All folders are fundamentally not suited to any extreme of bike riding.
IMO they don't do long distance and are not built to do that efficiently.

rgds, sreten.

My road bike just utterly creams the folder over long distances.
(Wheel size being an issue, bigger the better is always true.)

alhedges 07-20-13 09:46 PM

Quote:

Originally Posted by sreten (Post 15871610)
Hi,

All folders are fundamentally not suited to any extreme of bike riding.
IMO they don't do long distance and are not built to do that efficiently.

rgds, sreten.

My road bike just utterly creams the folder over long distances.
(Wheel size being an issue, bigger the better is always true.)
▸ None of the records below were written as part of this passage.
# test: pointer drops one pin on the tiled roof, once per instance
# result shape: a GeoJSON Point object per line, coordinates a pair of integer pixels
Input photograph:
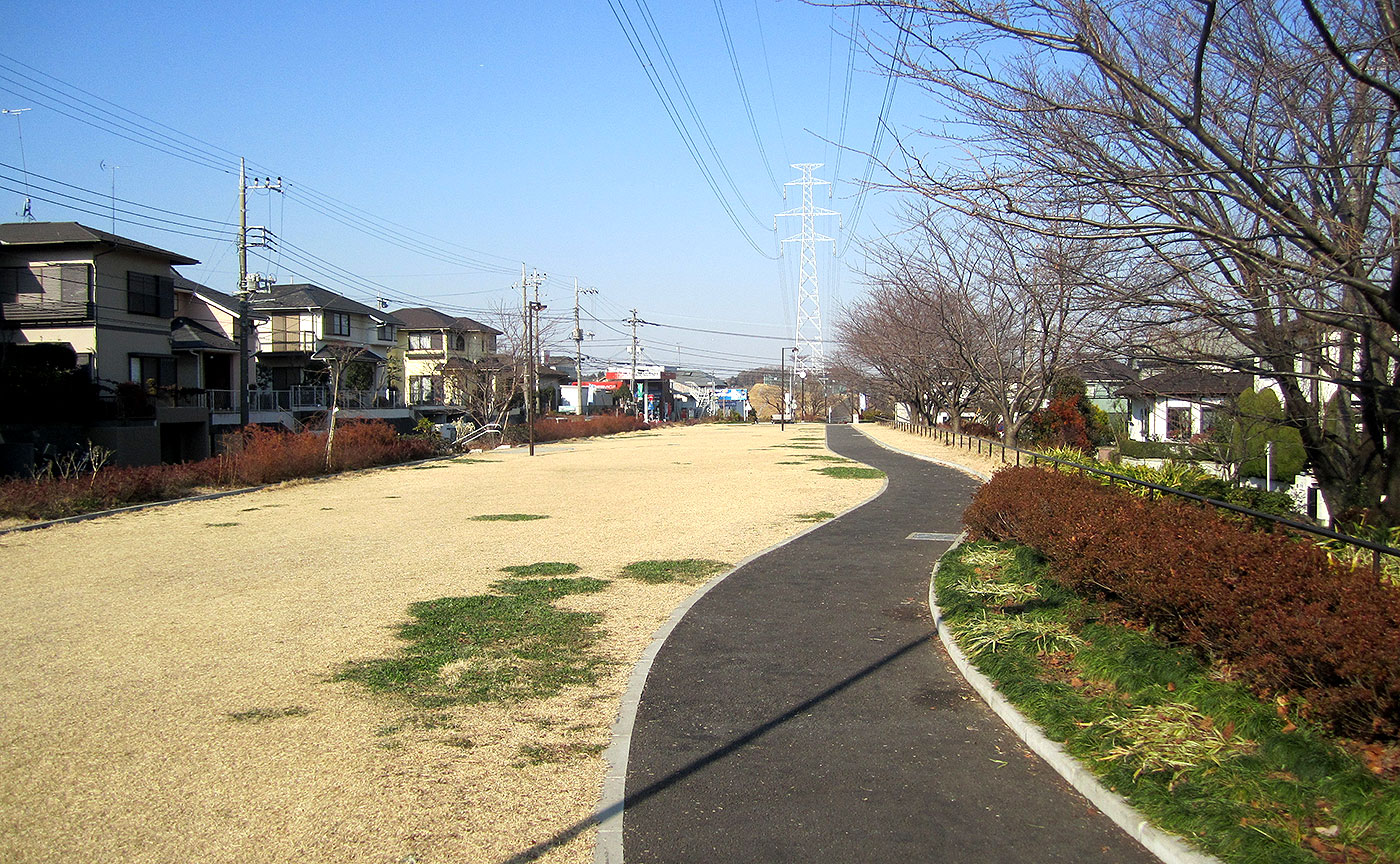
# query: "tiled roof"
{"type": "Point", "coordinates": [305, 296]}
{"type": "Point", "coordinates": [426, 318]}
{"type": "Point", "coordinates": [1190, 381]}
{"type": "Point", "coordinates": [72, 234]}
Oh, nonsense; I've done long loaded tours bike camping tours on my BF; some other folders are very fast. Not all folders are suited for touring, or for fast riding, but certainly many are.

Tony N. 07-21-13 09:17 AM

Thanks for all replies. My folder is a very light Dahon Helios SL w/8 speed cassett. The handle bar stim is fixed and I'm considering how to modify it to add a stim if anyone has ever done this. Maybe an adjustable stim and road type turn down handlebars. Also what would be a good way to add a small hill climbing touring front chainring and shifter. What brifters would work with this. I posted this here as some may have upgraded their folders in a similar manner. Whaat other mods should I consider.

Herb 07-22-13 07:30 AM

Check out Thorusa web site there is a picture under technical of a drop bar Helios Sl conversion. Thor could advise you how to add a front chain ring.. I added a front chain ring to my MU P8 and made it a P16. I have toured extensively with this set up.

BassNotBass 07-22-13 04:27 PM

Quote:

Originally Posted by sreten (Post 15871610)
... All folders are fundamentally not suited to any extreme of bike riding...

You're not familiar with critical thought, are you? Just passing off opinion as fact.

sreten 07-22-13 04:52 PM

Quote:

Originally Posted by BassNotBass (Post 15877376)
You're not familiar with critical thought, are you? Just passing off opinion as fact.

Hi,

Anything compromised for purpose is going to be limited.

rgds, sreten.

I like my folder, I like riding it, I accept its limitations.

DoubleDiamonDog 07-22-13 05:13 PM

Quote:

Originally Posted by sreten (Post 15871610)
Hi,

rgds, sreten.

(Wheel size being an issue, bigger the better is always true.)

Are you sure you don't want to qualify that, or do you do want to stick with it as is?

rhm 07-22-13 05:39 PM

You guys are funny today!

I suspect the question has, at its heart, an assumption that a non-folding bike can fit better than a folding one. So the key to folding bike set up will be the way his non folding bike is set up.

With folding bikes we have to compromise between the ride and the fold. The ones that fold the best (strida, brompton) do not necessarily ride all that well (yes, i know Brompton riders of a certain size will object), and the ones that ride well (swift) don't fold that well. Even if you do find a good compromise (I am very happy with my Downtube 8H) you must still make further comprises: a drop bar would give more hand positions but would severely impact the fold).

The best compromise is to figure out what hand position you use the most on your favorite non-folding bike, and replicate the relative hand/seat/pedal positions on your folding bike.

BassNotBass 07-22-13 07:21 PM

Quote:

Originally Posted by sreten (Post 15877447)
... Anything compromised for purpose is going to be limited...

I rest my case.

DoubleDiamonDog 07-22-13 07:51 PM

Well, getting back to the original post, Tony N is asking for advice on how to set-up his Dahon Helios SL for all day riding. My thoughts:

Sreten - I don't think putting larger wheels on the bike is realistic. However, you appear to be knowledgable so perhaps you can give him other suggestions.

One question Tony N - by all day riding do you mean covering long distances or meandering a bit - taking breaks, sight seeing? If you want to eat up miles you may want to try to achieve a more aerodynamic position. If puttering about, maybe being upright is more comfortable for you. I suppose you will answer that you want to do both. Think about what position will be most comfortable for you for a full day of riding - most people have a pretty good idea of what works best for them - some like drop bars, some can't stand them.

It looks like you have been given good advise to check out Thorusa.